1 Department of Public Health - Forskningsenheden for Almen Praksis, Department of Public Health, Health, Aarhus University2 Department of Public Health - Forskningsenheden for Almen Praksis, Department of Public Health, Health, Aarhus University
Effects of two interventions
Denmark has a higher incidence of cervical cancer than other Nordic countries, although all Danish women (aged 23–65) are screened regularly to identify possible cervical dysplasia or asymptomatic invasive cancer. Annually 40 000 women receives an abnormal or inadequate test result and a follow-up recommendation. However problems with delayed follow-up may threaten the effectiveness of the Danish Cervical Cancer Screening Program, as 20% of women are delayed and dysplasia potentially can progress into cancer. Delayed follow-up is found in situations where women either consciously or unconsciously postpone follow-up, or because of organizational aspects of the screening program, where communication regarding test results can fail either in content or with delay.This study will evaluate two interventions designed to increase follow-up: 1) A letter with the test result and potential recommendation for follow up will be sent to the women (RCT).
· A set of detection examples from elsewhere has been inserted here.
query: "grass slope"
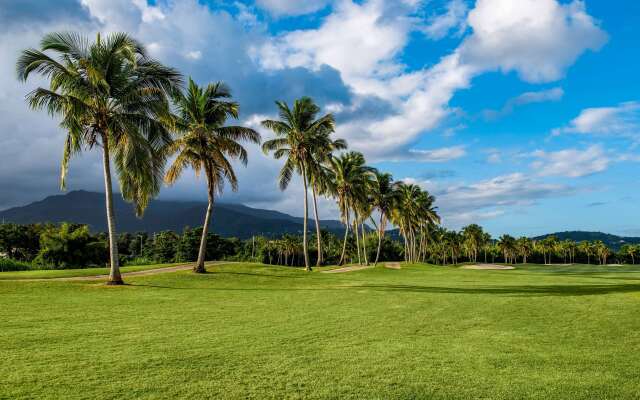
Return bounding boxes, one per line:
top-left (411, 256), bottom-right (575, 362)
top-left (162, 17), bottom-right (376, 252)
top-left (0, 263), bottom-right (185, 280)
top-left (0, 264), bottom-right (640, 400)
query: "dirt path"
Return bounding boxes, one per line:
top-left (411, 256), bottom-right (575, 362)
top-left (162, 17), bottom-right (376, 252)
top-left (462, 264), bottom-right (516, 269)
top-left (5, 261), bottom-right (231, 282)
top-left (322, 265), bottom-right (373, 274)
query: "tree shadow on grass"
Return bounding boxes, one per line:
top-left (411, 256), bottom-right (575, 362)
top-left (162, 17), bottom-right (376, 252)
top-left (358, 284), bottom-right (640, 297)
top-left (129, 283), bottom-right (640, 297)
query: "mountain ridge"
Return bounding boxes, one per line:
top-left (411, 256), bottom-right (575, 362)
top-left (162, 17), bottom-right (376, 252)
top-left (0, 190), bottom-right (343, 239)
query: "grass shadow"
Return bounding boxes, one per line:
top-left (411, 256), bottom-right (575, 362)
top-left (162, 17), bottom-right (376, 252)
top-left (356, 284), bottom-right (640, 297)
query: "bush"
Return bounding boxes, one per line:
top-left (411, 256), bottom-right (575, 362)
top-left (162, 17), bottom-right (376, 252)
top-left (122, 257), bottom-right (156, 267)
top-left (0, 257), bottom-right (33, 272)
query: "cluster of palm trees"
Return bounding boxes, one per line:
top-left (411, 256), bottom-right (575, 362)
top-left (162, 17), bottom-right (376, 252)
top-left (17, 32), bottom-right (439, 284)
top-left (17, 32), bottom-right (260, 284)
top-left (419, 224), bottom-right (640, 265)
top-left (262, 97), bottom-right (440, 270)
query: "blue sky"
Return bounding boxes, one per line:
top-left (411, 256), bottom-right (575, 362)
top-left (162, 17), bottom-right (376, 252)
top-left (0, 0), bottom-right (640, 235)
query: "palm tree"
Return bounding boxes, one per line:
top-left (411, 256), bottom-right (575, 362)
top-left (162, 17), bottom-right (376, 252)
top-left (391, 182), bottom-right (440, 262)
top-left (17, 33), bottom-right (181, 284)
top-left (165, 78), bottom-right (260, 273)
top-left (369, 171), bottom-right (398, 266)
top-left (308, 130), bottom-right (347, 266)
top-left (515, 236), bottom-right (533, 264)
top-left (328, 151), bottom-right (375, 265)
top-left (498, 235), bottom-right (516, 263)
top-left (462, 224), bottom-right (484, 262)
top-left (262, 97), bottom-right (335, 271)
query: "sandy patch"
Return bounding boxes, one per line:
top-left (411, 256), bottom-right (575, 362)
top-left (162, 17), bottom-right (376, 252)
top-left (322, 265), bottom-right (373, 274)
top-left (461, 264), bottom-right (516, 269)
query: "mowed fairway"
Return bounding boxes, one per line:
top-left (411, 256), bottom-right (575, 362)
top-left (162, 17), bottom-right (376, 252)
top-left (0, 264), bottom-right (640, 399)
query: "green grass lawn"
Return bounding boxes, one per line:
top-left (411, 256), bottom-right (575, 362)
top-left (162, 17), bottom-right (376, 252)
top-left (0, 263), bottom-right (184, 280)
top-left (0, 264), bottom-right (640, 400)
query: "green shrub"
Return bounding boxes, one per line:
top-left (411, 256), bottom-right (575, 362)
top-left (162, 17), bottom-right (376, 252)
top-left (0, 257), bottom-right (33, 272)
top-left (122, 257), bottom-right (156, 267)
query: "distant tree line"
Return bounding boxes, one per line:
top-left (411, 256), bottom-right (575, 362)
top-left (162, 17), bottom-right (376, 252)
top-left (0, 219), bottom-right (640, 271)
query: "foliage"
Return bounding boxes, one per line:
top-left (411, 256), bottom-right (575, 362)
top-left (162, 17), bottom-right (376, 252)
top-left (0, 257), bottom-right (33, 272)
top-left (0, 264), bottom-right (640, 400)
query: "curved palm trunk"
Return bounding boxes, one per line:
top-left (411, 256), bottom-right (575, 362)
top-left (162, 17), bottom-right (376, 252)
top-left (353, 214), bottom-right (362, 265)
top-left (373, 213), bottom-right (384, 267)
top-left (102, 135), bottom-right (124, 285)
top-left (311, 184), bottom-right (323, 267)
top-left (193, 189), bottom-right (213, 274)
top-left (302, 167), bottom-right (311, 271)
top-left (338, 211), bottom-right (350, 265)
top-left (360, 221), bottom-right (369, 265)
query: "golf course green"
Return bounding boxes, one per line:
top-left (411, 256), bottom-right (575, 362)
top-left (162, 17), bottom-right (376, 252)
top-left (0, 263), bottom-right (640, 400)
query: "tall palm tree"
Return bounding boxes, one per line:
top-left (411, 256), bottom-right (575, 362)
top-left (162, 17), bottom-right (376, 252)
top-left (165, 78), bottom-right (260, 273)
top-left (515, 236), bottom-right (533, 264)
top-left (17, 33), bottom-right (181, 284)
top-left (369, 171), bottom-right (398, 266)
top-left (391, 182), bottom-right (440, 262)
top-left (262, 97), bottom-right (335, 271)
top-left (329, 151), bottom-right (375, 265)
top-left (308, 130), bottom-right (347, 266)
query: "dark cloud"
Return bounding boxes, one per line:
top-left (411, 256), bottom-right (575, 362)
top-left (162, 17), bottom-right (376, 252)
top-left (0, 0), bottom-right (90, 30)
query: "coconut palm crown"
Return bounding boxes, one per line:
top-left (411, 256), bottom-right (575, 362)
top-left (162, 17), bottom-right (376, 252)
top-left (262, 97), bottom-right (335, 271)
top-left (165, 78), bottom-right (260, 273)
top-left (16, 32), bottom-right (182, 284)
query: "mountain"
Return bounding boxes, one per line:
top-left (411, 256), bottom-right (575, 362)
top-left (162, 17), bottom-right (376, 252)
top-left (532, 231), bottom-right (640, 250)
top-left (0, 190), bottom-right (344, 239)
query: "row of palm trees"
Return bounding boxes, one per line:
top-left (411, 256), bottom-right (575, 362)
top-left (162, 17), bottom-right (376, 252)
top-left (17, 32), bottom-right (439, 284)
top-left (419, 224), bottom-right (640, 264)
top-left (262, 97), bottom-right (440, 270)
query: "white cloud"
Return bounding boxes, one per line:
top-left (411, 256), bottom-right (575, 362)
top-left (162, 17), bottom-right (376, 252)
top-left (184, 50), bottom-right (202, 60)
top-left (256, 0), bottom-right (330, 17)
top-left (483, 87), bottom-right (564, 119)
top-left (552, 101), bottom-right (640, 140)
top-left (252, 0), bottom-right (607, 159)
top-left (403, 173), bottom-right (576, 228)
top-left (254, 0), bottom-right (411, 83)
top-left (388, 146), bottom-right (467, 163)
top-left (531, 145), bottom-right (611, 178)
top-left (423, 0), bottom-right (469, 40)
top-left (460, 0), bottom-right (607, 82)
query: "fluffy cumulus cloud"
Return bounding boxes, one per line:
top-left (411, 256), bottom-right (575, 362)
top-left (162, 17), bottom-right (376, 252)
top-left (483, 87), bottom-right (564, 120)
top-left (422, 0), bottom-right (469, 40)
top-left (0, 0), bottom-right (612, 225)
top-left (254, 0), bottom-right (607, 159)
top-left (552, 101), bottom-right (640, 141)
top-left (256, 0), bottom-right (330, 17)
top-left (0, 0), bottom-right (352, 215)
top-left (405, 173), bottom-right (576, 228)
top-left (531, 145), bottom-right (611, 178)
top-left (460, 0), bottom-right (607, 82)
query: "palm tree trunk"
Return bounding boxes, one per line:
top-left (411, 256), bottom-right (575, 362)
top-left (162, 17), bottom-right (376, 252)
top-left (360, 221), bottom-right (369, 265)
top-left (338, 211), bottom-right (350, 265)
top-left (302, 166), bottom-right (311, 271)
top-left (353, 217), bottom-right (362, 265)
top-left (102, 135), bottom-right (124, 285)
top-left (373, 213), bottom-right (384, 267)
top-left (193, 185), bottom-right (213, 274)
top-left (311, 184), bottom-right (322, 267)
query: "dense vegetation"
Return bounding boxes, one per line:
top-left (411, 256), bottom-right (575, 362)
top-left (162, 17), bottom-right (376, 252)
top-left (13, 33), bottom-right (638, 284)
top-left (0, 264), bottom-right (640, 400)
top-left (0, 220), bottom-right (640, 271)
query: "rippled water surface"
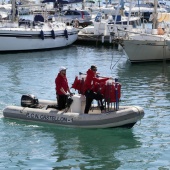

The intention is to ensure that all women will be notified about the test result, quickly, homogenously and in layman’s written language, still with the opportunity to contact or be contacted by the GP, if there is special needs. Furthermore, it is assumed that GP consultations regarding delivery of normal test results will decrease, so that cost savings is a potential side benefit 2) Electronic reminder to the GP if women have not had the recommended follow up, giving the GP´s an opportunity to remind the women (retro perspective cohort study). The results will be of great importance to the future organisation of cervical and colorectal cancer screening programmes in Denmark, but will also have international interest because of their similar challenges.